Gli
Alghazanth sono come un vecchio amico che, di tanto in tanto, passa a trovarti: vi sedete con lui, magari di fronte allo scoppiettare di un camino, sorseggiate una buona bevanda e ricordate i bei tempi andati.
Il melodic black metal dei finnici è esattamente questo.
Lo ascoltiamo, ed immediatamente veniamo proiettati nella prima metà degli anni 90 quando un manipolo di giovani ragazzi stava creando la storia dell'estremo, stava creando, cioè, il black metal.
Gli
Alghazanth sono indissolubilmente legati a quel periodo storico.
La loro musica, un po'
Naglfar del periodo
"Vittra", un po'
Satyricon di
"Dark Medieval Times" è un tributo a quell'epoca.
Un tributo, attenzione, di grandissimo valore.
"The Three-Faced Pilgrim", settimo album del gruppo, è poesia pura. Epico, sognante, freddo, sinfonico.

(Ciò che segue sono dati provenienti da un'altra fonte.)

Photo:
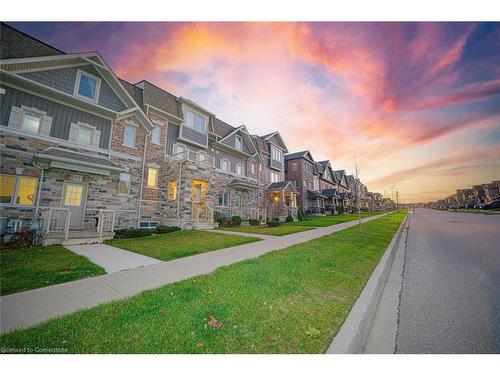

Ti conquista e ti ammalia grazie allo squisito gusto melodico che, da sempre, contraddistingue il gruppo di Jyväskylä e alle sue atmosfere così "soffici" e così dure al tempo stesso.
Interpreti come gli
Alghazanth diventano sempre più rari nell'odierno panorama estremo, soffocato da uscite inutili e, soprattutto, finte di fronte alle quali la musica dei finnici si erge, invece, vera e passionale proprio come dovrebbe essere il
VERO black metal.
Chi conosce il gruppo non potrà non amare questo disco, reso speciale, tra le altre cose, da un artwork bellissimo e da brani uno più evocativo e avvolgente dell'altro, chi non lo conosce, invece, dovrebbe scoprire questo piccolo gioiello sepolto sotto i ghiacci finlandesi che risponde al nome di
Alghazanth.
A mio modesto parere imprescindibili.